Entscheidungsgründe:

Die gemäß §§ 143, 144 Sozialgerichtsgesetz - SGG - statthafte, form- und fristgerecht eingelegte Berufung ist zulässig, aber unbegründet. Die Beklagte hat die Rente des Klägers zutreffend ermittelt.

Streitig ist im Ergebnis nunmehr allein, ob die Zeiten der freiwilligen Beitragsleistung im April 1949 sowie von November 1955 bis März 1956 als vollwertige Beitragszeit und nicht wegen des gleichzeitigen Vorliegens einer Anrechnungszeit als beitragsgeminderte Zeit berücksichtigt werden, was nach Ansicht des Klägers zur Folge hätte, daß zusätzlich sechs Monate Anrechnungszeit wegen Ausbildung zum Tragen kämen, da die Monate der Beitragsleistung nicht in die Höchstbegrenzung der Anrechnungszeit gemäß §§ 58, 252 Abs.4 SGB VI miteingerechnet werden könnten.

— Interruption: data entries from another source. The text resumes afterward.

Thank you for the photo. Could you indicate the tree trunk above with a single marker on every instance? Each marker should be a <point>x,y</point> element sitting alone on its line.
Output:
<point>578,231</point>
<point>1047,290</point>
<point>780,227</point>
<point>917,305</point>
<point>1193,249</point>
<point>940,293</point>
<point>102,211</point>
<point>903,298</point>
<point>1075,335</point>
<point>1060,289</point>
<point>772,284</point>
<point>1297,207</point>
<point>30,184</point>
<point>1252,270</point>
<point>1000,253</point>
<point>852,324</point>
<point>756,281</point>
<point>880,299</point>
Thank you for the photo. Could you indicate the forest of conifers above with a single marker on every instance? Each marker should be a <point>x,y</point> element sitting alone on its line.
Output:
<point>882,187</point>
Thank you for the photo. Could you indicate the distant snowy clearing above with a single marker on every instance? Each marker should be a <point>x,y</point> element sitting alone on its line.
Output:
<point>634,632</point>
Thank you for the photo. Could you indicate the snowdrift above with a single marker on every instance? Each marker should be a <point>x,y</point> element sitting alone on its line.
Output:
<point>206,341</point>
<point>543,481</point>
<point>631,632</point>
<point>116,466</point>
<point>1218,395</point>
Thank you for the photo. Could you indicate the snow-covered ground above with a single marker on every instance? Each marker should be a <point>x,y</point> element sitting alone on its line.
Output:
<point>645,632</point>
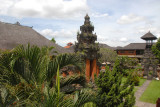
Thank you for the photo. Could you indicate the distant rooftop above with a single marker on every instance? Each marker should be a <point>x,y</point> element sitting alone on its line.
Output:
<point>149,36</point>
<point>133,46</point>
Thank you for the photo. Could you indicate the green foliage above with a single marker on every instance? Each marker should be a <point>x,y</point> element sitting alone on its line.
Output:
<point>134,78</point>
<point>108,55</point>
<point>156,49</point>
<point>25,72</point>
<point>126,64</point>
<point>111,91</point>
<point>151,94</point>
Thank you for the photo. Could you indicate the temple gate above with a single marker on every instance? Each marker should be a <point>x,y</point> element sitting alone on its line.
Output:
<point>88,49</point>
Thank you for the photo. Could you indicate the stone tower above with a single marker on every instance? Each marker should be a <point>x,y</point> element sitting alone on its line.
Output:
<point>149,60</point>
<point>88,49</point>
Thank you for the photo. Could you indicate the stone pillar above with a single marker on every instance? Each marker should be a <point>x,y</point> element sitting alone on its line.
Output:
<point>94,68</point>
<point>88,70</point>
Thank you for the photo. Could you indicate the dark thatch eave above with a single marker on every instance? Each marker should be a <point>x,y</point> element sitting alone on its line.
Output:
<point>133,46</point>
<point>149,36</point>
<point>12,35</point>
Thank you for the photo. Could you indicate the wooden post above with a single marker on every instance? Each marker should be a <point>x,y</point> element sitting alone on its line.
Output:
<point>87,70</point>
<point>158,102</point>
<point>94,69</point>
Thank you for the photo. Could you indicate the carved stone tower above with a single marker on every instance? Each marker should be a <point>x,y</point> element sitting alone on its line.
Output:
<point>88,49</point>
<point>149,60</point>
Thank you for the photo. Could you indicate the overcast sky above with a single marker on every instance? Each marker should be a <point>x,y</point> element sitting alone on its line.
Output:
<point>116,22</point>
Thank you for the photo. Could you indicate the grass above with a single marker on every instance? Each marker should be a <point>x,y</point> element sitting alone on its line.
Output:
<point>142,80</point>
<point>152,92</point>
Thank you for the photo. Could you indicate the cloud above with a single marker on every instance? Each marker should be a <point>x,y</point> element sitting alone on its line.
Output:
<point>44,8</point>
<point>97,15</point>
<point>131,18</point>
<point>123,39</point>
<point>64,34</point>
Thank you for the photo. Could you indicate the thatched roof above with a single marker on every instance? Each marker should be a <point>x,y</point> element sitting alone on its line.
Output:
<point>101,45</point>
<point>14,34</point>
<point>149,36</point>
<point>133,46</point>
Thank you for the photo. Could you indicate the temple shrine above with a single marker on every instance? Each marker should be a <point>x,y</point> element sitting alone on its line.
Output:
<point>88,49</point>
<point>149,60</point>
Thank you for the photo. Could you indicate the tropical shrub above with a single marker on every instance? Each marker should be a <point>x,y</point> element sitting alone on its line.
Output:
<point>111,92</point>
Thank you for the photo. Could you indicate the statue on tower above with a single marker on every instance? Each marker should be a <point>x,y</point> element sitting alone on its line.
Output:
<point>88,49</point>
<point>149,60</point>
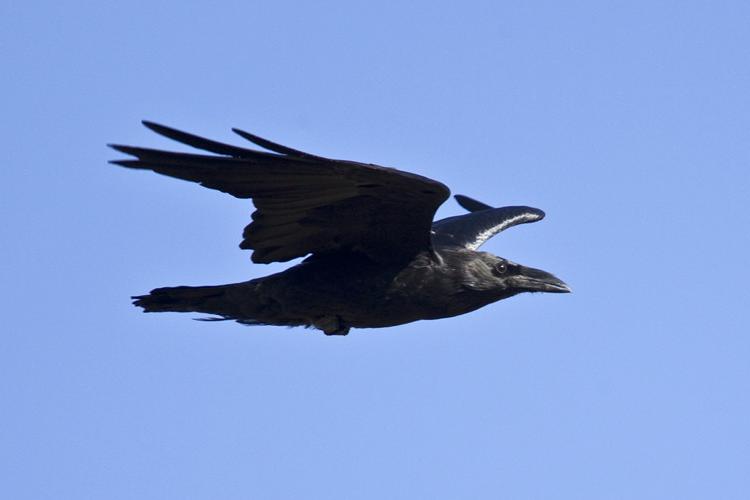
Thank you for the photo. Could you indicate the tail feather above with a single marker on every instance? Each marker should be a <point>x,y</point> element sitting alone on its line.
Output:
<point>205,299</point>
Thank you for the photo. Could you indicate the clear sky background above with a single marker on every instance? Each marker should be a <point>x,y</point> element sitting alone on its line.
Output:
<point>628,122</point>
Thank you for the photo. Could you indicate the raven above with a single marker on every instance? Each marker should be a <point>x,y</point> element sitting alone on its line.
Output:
<point>374,256</point>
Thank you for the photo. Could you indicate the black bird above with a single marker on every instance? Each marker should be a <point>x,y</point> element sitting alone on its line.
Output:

Das Begehren des Klägers kann insgesamt keinen Erfolg haben. Die Beklagte hat zutreffend die begehrten Zeiträume als beitragsgeminderte Zeit angesehen und bei Ermittlung der Höchstgrenze der Anrechnungszeit miteinbezogen.

Nach der Begriffsbestimmung des § 54 Abs.1 i.V.m. Abs.2 SGB VI sind beitragsgeminderte Zeiten Kalendermonate, die sowohl mit Beiträgen als mit Anrechnungszeiten, Zurechnungszeit oder Ersatzzeiten belegt sind. Im Falle des Klägers wurde im April 1949 ein Pflichtbeitrag und in den Monaten November 1955 bis März 1956 freiwillige Beiträge geleistet. Gleichzeitig absolvierte der Kläger eine Schulausbildung (24.09.1945 bis 01.03. 1950) sowie ein Hochschulstudium (05.11.1955 bis 05.11.1962). Die streitigen Zeiten sind demnach sowohl mit Beiträgen belegt und somit Beitragszeit (§ 54 Abs.1 Ziffer 1 SGB VI) als auch Anrechnungszeit, da die Schul- und Hochschulausbildung von § 58 Abs.1 i.V.m. § 252 Abs.4 SGB VI erfaßt wird. Zu Recht hat die Beklagte die streitige Zeit demnach als beitragsgeminderte und nicht als vollwertige Beitragszeit angesehen.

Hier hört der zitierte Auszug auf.